Let's do a quick time series analysis of the voter sentiment by plotting Obama/Romney favor versus the Poll End Dates. 

In [None]:
poll_df.plot(x='End Date',y=['Obama','Romney','Undecided'],marker='o',linestyle='', figsize=(9,9))

In [None]:
poll_df['Difference'] = (poll_df.Obama - poll_df.Romney)/100

poll_df.head()

The Difference column is Obama minus Romney, thus a positive difference indicates a leaning towards Obama in the polls.

In [None]:
poll_df = poll_df.groupby(['Start Date'],as_index=False).mean()

In [None]:
poll_df.head()

In [None]:
poll_df.shape

In [None]:
poll_df.plot('Start Date','Difference',figsize=(12,4),marker='o',linestyle='-',color='purple')

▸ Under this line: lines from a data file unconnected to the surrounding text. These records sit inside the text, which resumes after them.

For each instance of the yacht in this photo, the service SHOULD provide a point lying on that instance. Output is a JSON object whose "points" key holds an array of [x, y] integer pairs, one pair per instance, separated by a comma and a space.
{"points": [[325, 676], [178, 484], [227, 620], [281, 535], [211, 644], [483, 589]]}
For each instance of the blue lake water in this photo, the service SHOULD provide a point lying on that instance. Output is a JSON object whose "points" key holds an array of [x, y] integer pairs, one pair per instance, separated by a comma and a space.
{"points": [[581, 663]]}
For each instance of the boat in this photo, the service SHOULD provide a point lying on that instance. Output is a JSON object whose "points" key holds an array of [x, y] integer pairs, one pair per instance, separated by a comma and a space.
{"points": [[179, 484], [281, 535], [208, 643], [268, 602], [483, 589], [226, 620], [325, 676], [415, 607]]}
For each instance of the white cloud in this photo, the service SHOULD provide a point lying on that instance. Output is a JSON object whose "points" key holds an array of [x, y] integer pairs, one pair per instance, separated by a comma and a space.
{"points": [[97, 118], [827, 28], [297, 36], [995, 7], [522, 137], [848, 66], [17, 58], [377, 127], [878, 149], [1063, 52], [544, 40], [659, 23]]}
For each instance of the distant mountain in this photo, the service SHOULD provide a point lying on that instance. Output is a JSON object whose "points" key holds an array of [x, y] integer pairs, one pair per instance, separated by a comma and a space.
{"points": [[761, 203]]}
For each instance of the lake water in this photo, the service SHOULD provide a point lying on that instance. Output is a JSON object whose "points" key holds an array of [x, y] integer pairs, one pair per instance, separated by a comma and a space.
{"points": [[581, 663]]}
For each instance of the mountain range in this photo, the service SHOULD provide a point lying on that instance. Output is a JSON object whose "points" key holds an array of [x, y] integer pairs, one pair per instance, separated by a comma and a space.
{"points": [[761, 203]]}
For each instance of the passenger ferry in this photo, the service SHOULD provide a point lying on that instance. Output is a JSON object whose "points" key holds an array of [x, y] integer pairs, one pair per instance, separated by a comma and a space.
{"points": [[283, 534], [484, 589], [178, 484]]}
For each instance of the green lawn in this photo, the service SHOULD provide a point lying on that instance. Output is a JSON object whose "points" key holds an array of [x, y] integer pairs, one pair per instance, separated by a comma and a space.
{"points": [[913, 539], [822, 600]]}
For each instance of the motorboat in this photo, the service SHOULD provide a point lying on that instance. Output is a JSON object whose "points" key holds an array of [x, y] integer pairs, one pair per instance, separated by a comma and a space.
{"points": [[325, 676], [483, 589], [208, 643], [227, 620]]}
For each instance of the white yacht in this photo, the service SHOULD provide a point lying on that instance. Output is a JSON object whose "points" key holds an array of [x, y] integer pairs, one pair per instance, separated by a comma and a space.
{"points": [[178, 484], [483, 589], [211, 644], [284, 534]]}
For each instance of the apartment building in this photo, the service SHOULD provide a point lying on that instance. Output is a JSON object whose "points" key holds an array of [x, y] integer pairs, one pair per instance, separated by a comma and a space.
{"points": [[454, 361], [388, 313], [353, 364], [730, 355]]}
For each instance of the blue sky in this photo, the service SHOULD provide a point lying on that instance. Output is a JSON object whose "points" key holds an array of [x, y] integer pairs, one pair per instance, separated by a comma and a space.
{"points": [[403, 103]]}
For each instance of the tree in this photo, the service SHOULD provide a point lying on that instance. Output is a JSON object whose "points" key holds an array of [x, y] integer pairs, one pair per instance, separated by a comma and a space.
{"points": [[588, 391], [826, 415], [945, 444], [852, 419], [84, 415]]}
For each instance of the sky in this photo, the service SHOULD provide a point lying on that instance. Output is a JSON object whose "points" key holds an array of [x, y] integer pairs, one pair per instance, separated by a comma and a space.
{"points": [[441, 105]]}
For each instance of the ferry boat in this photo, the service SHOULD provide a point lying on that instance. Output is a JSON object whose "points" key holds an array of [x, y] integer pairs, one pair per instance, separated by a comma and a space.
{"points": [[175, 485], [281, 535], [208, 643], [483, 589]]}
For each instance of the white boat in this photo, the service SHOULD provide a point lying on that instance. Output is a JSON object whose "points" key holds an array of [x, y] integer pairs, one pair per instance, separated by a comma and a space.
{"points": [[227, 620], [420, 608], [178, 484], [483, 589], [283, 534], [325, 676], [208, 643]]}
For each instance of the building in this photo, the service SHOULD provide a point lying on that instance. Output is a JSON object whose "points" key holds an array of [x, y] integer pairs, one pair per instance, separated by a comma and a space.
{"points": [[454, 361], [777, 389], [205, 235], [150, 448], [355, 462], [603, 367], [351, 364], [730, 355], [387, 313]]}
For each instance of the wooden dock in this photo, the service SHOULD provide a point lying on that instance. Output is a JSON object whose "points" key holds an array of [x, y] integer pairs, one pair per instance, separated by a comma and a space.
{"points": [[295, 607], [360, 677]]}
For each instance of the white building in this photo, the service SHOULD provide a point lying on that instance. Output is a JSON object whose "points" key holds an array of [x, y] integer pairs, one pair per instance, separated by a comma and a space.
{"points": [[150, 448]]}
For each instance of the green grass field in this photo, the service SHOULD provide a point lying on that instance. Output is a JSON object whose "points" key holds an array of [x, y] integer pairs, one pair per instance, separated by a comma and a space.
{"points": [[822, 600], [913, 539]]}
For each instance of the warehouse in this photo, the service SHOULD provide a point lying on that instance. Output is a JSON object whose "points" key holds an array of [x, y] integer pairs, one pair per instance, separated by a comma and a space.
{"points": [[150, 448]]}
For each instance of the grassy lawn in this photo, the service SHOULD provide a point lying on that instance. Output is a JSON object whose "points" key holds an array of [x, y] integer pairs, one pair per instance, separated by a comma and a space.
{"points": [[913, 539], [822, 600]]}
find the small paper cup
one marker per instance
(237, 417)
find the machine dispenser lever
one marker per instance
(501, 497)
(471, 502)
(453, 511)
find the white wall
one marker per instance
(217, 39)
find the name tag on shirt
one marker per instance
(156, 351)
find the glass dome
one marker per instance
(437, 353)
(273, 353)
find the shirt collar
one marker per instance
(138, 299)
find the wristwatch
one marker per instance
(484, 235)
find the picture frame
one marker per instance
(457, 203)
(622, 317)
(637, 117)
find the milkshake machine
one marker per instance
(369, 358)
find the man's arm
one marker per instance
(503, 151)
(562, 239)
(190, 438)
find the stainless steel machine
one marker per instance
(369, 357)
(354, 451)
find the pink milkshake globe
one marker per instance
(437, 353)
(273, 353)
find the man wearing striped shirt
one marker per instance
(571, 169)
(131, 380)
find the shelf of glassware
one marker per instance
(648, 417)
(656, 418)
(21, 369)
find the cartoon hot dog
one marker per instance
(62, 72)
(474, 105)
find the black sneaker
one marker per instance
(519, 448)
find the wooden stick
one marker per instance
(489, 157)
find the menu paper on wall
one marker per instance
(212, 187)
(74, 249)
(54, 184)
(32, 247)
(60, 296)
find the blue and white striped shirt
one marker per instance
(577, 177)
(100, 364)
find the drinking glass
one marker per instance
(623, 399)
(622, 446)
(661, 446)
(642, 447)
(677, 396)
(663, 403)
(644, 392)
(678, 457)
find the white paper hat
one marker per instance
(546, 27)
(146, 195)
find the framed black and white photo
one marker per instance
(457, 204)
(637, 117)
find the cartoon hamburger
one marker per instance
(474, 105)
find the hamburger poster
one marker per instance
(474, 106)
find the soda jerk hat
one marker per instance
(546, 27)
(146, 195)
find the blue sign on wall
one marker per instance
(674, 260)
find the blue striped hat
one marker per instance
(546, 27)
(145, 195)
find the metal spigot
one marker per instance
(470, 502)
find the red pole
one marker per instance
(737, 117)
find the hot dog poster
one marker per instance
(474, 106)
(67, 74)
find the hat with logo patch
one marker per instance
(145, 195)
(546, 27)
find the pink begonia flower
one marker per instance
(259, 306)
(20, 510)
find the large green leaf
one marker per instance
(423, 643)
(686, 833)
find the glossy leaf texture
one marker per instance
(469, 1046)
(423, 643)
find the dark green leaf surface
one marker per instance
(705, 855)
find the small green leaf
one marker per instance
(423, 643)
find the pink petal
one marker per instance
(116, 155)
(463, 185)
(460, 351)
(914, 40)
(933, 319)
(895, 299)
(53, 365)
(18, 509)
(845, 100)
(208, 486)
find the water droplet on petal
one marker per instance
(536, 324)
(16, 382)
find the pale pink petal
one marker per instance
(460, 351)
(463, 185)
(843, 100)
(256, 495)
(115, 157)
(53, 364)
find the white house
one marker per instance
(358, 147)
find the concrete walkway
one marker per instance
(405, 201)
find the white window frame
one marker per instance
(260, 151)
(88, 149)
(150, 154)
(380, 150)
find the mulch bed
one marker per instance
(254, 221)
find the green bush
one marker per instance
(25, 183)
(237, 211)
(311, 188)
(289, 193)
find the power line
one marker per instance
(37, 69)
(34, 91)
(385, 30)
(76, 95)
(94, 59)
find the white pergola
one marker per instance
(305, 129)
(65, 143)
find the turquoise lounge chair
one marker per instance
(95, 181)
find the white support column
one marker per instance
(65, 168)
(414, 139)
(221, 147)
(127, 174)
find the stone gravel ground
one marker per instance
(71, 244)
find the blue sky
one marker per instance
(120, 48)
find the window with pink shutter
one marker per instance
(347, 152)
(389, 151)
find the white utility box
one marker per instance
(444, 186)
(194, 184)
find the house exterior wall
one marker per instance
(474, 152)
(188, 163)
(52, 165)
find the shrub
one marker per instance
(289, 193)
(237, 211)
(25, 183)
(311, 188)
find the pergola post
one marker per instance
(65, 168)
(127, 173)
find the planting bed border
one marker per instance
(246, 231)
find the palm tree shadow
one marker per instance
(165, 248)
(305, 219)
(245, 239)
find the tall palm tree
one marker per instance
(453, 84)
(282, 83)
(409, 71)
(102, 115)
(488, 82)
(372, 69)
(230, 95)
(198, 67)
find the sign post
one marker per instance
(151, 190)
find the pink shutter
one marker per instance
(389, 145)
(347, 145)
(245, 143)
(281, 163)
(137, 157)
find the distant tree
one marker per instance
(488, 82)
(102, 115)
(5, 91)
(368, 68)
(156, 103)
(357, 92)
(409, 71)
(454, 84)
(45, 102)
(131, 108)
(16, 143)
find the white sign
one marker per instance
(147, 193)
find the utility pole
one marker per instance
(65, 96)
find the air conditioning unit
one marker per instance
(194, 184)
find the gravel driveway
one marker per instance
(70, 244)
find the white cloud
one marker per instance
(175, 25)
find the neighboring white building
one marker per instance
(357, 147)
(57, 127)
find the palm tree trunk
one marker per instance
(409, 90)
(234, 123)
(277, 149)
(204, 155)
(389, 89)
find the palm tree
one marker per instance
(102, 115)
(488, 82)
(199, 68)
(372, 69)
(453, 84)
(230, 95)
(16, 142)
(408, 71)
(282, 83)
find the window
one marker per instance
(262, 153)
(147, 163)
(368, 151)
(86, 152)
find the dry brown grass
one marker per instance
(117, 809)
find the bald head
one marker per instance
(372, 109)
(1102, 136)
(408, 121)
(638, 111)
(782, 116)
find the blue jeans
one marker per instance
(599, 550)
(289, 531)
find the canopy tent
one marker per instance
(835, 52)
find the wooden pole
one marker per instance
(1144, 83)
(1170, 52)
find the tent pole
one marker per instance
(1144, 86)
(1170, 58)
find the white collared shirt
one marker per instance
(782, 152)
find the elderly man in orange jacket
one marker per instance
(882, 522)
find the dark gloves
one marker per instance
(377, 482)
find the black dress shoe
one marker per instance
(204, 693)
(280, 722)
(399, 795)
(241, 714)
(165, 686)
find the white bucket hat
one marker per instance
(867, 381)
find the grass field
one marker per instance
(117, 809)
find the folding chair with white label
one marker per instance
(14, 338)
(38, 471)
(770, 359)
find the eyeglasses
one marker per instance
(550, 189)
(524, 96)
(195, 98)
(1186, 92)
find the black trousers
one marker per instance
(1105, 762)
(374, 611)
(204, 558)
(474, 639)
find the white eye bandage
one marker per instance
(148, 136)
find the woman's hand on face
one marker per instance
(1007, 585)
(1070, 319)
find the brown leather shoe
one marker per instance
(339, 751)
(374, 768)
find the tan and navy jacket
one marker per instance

The debate dates were Oct 3rd, Oct 11, and Oct 22nd (2012). Let's plot some lines as markers and then zoom in on the month of October. In order to find where to set the x limits for the figure we need to find out where the index for the month of October in 2012 is. 


In [None]:
# Set row count and xlimit list
row_in = 0
xlimit = []

# Cycle through dates until 2012-10 is found, then print row index
for date in poll_df['Start Date']:
    if date[0:7] == '2012-10':
        xlimit.append(row_in)
        row_in +=1
    else:
        row_in += 1
        
print (min(xlimit))
print (max(xlimit))

In [None]:
# Start with original figure
fig = poll_df.plot('Start Date','Difference',figsize=(12,4),marker='o',linestyle='-',color='purple',xlim=(325,352))

# Now add the debate markers
plt.axvline(x=325+2, linewidth=4, color='grey')
plt.axvline(x=325+8, linewidth=4, color='grey')
plt.axvline(x=325+18, linewidth=4, color='grey')

### Thse polls reflect a dip for Obama after the second debate against Romney for a while, although the first  and third one gave him a boost.